I’m tearing through last week’s New Yorker (trying to get as much of it read as I can before this week’s descends upon me), and I just finished Lauren Collins’s “Burger Queen: April Bloomfield’s gastropub revolution.” Well, I say “finished,” but in fact I skimmed the last couple of pages impatiently; there’s some interesting stuff in there (I had no idea carrots were purple until the Dutch discovered how to make them orange in the seventeenth century—until then, people didn’t like to cook with them because they turned everything they were cooked with purple), but it’s basically an overlong puff piece full of chummy references to celebrities and annoying statements like “What Friedman really wants is a tongue-in-cheek red-sauce Italian place.” But I did learn a new word, pluot, which is new not only to me but to the language, having been invented in 1988 by Floyd Zaiger. The online OED defines it as “A proprietary name for: (the fruit of) a complex hybrid between the plum, Prunus domestica (which provides a greater proportion of the parentage), and the apricot, Prunus armeniaca” (which shows us that unlike most publications, the OED does not abbreviate genus names after first mention); it’s pronounced PLOO-ot, and the first cite is:
1988 N.Y. Times 7 Aug. VI. 62/1 ‘Primarily we work with peaches, nectarines, plums and apricots.’ Lately the focus has been on the last two; Zaiger is cross-pollinating them, and what he has dubbed ‘pluots’ are on the way.

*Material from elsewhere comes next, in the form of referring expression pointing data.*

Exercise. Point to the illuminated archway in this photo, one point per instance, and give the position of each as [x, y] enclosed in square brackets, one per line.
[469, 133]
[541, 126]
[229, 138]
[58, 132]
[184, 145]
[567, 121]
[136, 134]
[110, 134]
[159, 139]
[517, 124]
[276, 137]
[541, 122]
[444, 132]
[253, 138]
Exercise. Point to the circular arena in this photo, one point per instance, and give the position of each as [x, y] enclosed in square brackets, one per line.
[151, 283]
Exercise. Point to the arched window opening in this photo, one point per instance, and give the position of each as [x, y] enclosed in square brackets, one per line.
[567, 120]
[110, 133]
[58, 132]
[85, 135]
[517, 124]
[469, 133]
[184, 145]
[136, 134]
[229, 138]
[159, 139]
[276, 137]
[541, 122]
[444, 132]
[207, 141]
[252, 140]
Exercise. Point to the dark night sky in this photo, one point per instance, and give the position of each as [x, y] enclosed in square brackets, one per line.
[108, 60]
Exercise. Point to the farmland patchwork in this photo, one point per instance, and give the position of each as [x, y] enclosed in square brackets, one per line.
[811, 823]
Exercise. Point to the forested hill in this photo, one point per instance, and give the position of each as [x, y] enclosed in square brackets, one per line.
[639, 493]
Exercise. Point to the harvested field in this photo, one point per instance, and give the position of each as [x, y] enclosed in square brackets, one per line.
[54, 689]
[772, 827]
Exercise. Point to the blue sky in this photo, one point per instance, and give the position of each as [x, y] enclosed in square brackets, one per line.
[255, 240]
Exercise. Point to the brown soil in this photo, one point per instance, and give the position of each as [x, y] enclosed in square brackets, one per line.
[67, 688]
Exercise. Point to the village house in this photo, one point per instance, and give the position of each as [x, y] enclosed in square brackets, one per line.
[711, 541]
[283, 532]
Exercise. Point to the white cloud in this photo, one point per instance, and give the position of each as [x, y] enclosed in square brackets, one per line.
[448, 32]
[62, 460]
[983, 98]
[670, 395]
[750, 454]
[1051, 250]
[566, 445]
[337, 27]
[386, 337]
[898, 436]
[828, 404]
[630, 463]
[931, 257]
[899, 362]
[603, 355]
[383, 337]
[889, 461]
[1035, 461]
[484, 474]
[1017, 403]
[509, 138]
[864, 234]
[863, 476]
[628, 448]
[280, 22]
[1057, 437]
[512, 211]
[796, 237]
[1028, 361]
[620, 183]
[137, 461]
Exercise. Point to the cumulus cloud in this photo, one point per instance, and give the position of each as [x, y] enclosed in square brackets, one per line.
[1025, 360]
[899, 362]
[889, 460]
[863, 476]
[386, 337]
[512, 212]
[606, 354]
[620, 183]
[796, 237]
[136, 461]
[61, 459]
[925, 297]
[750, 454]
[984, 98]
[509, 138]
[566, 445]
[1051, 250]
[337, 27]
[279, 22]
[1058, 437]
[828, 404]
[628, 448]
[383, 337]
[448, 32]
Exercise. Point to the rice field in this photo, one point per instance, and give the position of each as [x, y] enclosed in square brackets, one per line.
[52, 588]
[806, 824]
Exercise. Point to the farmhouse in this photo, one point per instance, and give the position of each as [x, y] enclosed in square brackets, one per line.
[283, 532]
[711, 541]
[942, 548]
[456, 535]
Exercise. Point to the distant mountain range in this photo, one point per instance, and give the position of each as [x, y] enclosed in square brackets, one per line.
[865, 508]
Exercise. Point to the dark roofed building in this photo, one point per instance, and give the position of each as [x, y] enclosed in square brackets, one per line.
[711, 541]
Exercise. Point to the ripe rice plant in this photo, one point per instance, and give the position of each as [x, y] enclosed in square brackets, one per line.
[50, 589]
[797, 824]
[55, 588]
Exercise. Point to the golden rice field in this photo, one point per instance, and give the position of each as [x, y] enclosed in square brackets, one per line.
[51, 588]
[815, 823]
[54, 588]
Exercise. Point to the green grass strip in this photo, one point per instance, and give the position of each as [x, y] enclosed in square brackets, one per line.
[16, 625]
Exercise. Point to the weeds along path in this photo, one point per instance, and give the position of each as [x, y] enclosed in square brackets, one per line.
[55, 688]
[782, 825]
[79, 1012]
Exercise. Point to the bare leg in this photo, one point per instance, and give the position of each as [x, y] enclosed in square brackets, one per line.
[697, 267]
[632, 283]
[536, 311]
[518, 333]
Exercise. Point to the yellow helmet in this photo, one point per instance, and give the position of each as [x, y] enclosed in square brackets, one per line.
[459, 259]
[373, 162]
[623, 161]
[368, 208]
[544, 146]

However, the magazine piece managed to annoy me even in teaching me the word, because it occurs in the sentence “In California, Bloomfield acquainted herself with American ingredients; she ate a pluot, and, she said, ‘my eyes rolled back into my head.'” Not only do they not bother to define a word that only their most dedicated foodie readers will be familiar with, they refer to it as an “American ingredient” as though it were a sweet potato rather than a newly created hybrid.
I should point out that despite my kvetching, the Food issue of the New Yorker is always worth reading, and this is no exception, with writers like Calvin Trillin, Jane Kramer, and Alexander Hemon (a hymn to borscht). I just have a low and ever decreasing tolerance for hype.